Apple Watch Ultra 2 on desk with blood oxygen sensor LEDs active
Will Apple court other suppliers for micro-LED tech? | Image: Samuel Angor/Credit

Mark Gurman reports on Bloomberg that Apple has scrapped the plan to develop micro-LEDs in-house. As a result, several dozen engineering roles in the United States and Asia were cut.

“In recent weeks, the company has ceased an in-house effort to create screens with microLED technology,” Gurman wrote. These screens were supposed to debut on a future Apple Watch Ultra model before trickling down to other gadgets.

Apple may have stopped developing micro-LED screens

However, Apple might eventually source micro-LED displays from other companies that are researching and developing the technology. That’s certainly plausible for a company that prefers to own critical technology instead of buying it from others.
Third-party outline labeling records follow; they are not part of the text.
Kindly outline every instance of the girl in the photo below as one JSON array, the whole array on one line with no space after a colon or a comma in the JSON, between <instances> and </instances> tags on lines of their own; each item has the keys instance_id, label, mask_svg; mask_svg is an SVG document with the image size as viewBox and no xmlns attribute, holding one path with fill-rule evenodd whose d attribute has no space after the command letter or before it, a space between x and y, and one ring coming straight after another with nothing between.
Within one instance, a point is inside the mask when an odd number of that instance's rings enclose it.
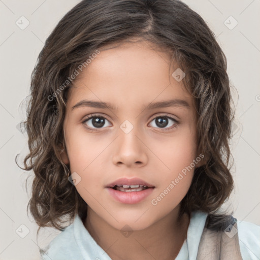
<instances>
[{"instance_id":1,"label":"girl","mask_svg":"<svg viewBox=\"0 0 260 260\"><path fill-rule=\"evenodd\" d=\"M260 228L220 210L233 188L226 58L186 5L81 1L31 92L28 206L38 232L62 231L42 259L260 258Z\"/></svg>"}]
</instances>

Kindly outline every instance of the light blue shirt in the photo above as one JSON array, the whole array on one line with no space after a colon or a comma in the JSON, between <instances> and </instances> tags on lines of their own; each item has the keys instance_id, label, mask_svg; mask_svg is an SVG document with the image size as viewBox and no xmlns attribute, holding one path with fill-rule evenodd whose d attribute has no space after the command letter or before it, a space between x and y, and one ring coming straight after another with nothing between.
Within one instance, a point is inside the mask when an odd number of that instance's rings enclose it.
<instances>
[{"instance_id":1,"label":"light blue shirt","mask_svg":"<svg viewBox=\"0 0 260 260\"><path fill-rule=\"evenodd\" d=\"M191 214L186 239L175 260L196 260L207 214ZM260 260L260 226L237 222L239 245L243 260ZM96 243L76 215L74 221L43 248L42 260L111 260Z\"/></svg>"}]
</instances>

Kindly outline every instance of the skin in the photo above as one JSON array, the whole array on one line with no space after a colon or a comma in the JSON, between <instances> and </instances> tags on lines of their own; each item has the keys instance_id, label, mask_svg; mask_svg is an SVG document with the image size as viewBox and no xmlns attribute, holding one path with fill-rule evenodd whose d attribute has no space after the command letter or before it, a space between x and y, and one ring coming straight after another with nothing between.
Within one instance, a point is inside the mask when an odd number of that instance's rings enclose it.
<instances>
[{"instance_id":1,"label":"skin","mask_svg":"<svg viewBox=\"0 0 260 260\"><path fill-rule=\"evenodd\" d=\"M112 259L173 259L186 236L189 216L177 217L194 168L157 205L151 200L199 156L194 101L182 81L171 76L174 71L169 77L169 54L151 43L106 49L100 49L70 89L63 161L81 178L75 187L87 204L84 224ZM189 107L143 108L150 102L175 99L186 101ZM109 102L118 110L88 107L72 110L84 99ZM91 114L106 119L102 128L95 127L91 119L83 123ZM154 119L162 116L179 123L169 119L161 128ZM120 128L126 120L134 126L127 134ZM122 204L105 188L121 177L137 177L155 187L138 204ZM125 225L133 231L127 237L120 232Z\"/></svg>"}]
</instances>

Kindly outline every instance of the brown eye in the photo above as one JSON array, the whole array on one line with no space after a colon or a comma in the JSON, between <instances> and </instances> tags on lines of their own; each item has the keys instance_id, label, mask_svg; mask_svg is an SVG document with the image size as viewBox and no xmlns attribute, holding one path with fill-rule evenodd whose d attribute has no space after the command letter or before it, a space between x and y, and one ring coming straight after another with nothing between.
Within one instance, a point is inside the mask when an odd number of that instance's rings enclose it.
<instances>
[{"instance_id":1,"label":"brown eye","mask_svg":"<svg viewBox=\"0 0 260 260\"><path fill-rule=\"evenodd\" d=\"M151 122L154 121L154 123ZM178 124L178 122L169 116L159 116L155 117L150 123L152 126L155 128L159 128L164 129L166 126L166 130L169 130L175 128Z\"/></svg>"},{"instance_id":2,"label":"brown eye","mask_svg":"<svg viewBox=\"0 0 260 260\"><path fill-rule=\"evenodd\" d=\"M86 118L82 122L82 123L86 125L87 128L95 130L95 128L104 128L103 126L107 126L108 124L106 121L108 120L103 116L100 115L92 115Z\"/></svg>"}]
</instances>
micro-LED has higher brightness than OLED panels on iPhones and Apple Watches. Other benefits of micro-LED include no brightness drops over time, fewer burn-in artifacts, better power efficiency and OLED-like images with no degradation.

Will Apple partner with other suppliers for micro-LEDs?
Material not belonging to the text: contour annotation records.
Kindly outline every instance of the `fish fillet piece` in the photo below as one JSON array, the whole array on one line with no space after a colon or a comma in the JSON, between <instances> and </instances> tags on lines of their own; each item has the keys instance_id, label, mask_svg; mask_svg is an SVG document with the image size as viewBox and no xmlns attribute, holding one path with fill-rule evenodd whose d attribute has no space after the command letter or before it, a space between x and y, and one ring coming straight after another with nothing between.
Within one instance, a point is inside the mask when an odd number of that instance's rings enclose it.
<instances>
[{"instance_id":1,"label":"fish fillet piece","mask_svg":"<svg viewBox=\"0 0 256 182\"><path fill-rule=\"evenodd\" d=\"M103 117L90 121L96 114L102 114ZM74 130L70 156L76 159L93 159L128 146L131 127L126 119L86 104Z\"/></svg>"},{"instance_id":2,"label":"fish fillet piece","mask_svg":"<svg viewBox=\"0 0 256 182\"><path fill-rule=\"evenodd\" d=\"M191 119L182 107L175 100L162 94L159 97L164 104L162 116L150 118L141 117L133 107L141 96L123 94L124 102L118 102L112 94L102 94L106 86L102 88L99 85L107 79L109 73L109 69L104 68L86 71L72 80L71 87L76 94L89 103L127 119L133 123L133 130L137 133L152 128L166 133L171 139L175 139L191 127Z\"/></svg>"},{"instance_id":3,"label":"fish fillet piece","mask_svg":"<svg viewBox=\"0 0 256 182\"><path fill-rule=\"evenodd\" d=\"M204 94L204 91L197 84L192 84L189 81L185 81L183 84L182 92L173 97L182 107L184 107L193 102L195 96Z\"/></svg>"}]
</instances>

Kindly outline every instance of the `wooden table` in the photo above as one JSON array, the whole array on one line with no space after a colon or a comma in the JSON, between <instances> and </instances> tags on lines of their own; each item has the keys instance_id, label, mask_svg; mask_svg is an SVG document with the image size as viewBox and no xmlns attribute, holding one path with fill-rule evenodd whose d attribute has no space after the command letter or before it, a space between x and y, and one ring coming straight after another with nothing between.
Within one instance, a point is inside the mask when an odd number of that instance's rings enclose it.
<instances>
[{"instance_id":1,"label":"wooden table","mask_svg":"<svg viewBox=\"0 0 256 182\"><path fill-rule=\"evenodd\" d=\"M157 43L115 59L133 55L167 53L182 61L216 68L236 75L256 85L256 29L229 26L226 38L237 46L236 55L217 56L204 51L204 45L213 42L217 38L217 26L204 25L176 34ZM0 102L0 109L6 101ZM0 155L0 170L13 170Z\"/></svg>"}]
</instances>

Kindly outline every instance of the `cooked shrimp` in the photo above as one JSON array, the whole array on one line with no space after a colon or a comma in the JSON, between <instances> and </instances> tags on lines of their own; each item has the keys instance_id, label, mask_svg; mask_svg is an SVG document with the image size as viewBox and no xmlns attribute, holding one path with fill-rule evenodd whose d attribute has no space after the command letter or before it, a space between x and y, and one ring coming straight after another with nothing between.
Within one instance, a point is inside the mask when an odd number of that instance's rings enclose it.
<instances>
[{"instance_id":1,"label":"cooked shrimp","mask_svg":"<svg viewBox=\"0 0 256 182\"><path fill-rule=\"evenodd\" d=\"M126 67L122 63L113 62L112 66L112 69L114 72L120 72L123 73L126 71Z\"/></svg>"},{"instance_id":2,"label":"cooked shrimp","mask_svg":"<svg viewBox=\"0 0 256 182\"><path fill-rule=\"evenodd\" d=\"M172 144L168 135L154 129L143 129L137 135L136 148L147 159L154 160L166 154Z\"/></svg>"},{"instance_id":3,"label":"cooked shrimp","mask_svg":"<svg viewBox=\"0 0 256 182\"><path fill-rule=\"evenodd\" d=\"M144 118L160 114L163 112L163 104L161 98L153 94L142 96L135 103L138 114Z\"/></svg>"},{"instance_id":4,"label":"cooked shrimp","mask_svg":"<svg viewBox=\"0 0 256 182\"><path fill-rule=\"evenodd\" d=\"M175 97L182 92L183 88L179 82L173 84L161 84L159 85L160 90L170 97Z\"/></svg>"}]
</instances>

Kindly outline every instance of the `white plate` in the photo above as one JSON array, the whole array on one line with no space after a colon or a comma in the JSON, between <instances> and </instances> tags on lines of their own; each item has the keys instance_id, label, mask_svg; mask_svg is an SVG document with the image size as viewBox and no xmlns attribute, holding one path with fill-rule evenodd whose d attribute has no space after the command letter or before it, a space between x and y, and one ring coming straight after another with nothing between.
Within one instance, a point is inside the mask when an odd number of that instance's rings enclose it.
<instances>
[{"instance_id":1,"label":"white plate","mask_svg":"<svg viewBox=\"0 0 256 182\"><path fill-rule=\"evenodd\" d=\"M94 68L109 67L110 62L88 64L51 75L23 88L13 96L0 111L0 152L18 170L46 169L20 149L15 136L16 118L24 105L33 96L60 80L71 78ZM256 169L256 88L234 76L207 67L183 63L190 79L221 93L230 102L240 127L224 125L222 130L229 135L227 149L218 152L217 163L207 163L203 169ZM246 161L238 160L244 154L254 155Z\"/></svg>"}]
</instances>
The first word that the micro-LED project was in trouble came from AMS-Osram, which announced that a “cornerstone project” was “unexpectedly canceled.” Osram was believed to have worked on the micro-LED project with Apple.

“The shock is still deep,” CEO Aldo Kamper told investors on a conference call. “We thought everything was on track,” he added. Osram’s priority right now is selling a $1.41 billion factory built in Malaysia in anticipation of Apple orders.

Analyst Ming-chi Kuo commented on Kampar’s statement by saying that Apple couldn’t see a path forward as the project wasn’t “economically viable.”

A deleted tweet

Following the unexpected news from AMS-OSRAM, industry publications DigiTimes and ETNews reported that Apple would get these screens from another supplier.

This led Gurman to express doubt that the project was canceled entirely. “AMS-Osram was one supplier in the Apple Watch Ultra microLED project,” he wrote on X, formerly Twitter. “There are several others. I doubt it was canceled.”

Gurman has now deleted that tweet. However, the author insists in his Bloomberg story that Apple is still “eyeing microLED for other projects down the road,” but with the usual caveat—such a move “won’t likely happen anytime soon.”

Apple optimizing its business for the future

Apple has canceled several initiatives recently, beginning with Project Titan, a decadelong project that burned billions of dollars without producing tangible results. Before that, Apple ended an internal project to develop a 5G modem. And we still remember AirPower, another announced-and-then-canceled project.

Other projects like an OLED-based iPad Air and a screen-equipped HomePod are taking a long time to complete. Apple is said to be counting on other ways to power grow now that the electric car project is no more and it’s fallen behind in AI.

Why Wall Street isn’t surprised by any of this

Those could include a fitness ring that gathers vital health data, smart glasses with speakers and cameras and AirPods with cameras and health sensors.

Interestingly, Apple’s shares didn’t take a beating with the cancellation of Project Titan and other initiatives. This is because Wall Street investors didn’t have reasons to believe those projects were anywhere near completion so any potential benefits from those initiatives weren’t calculated into their models.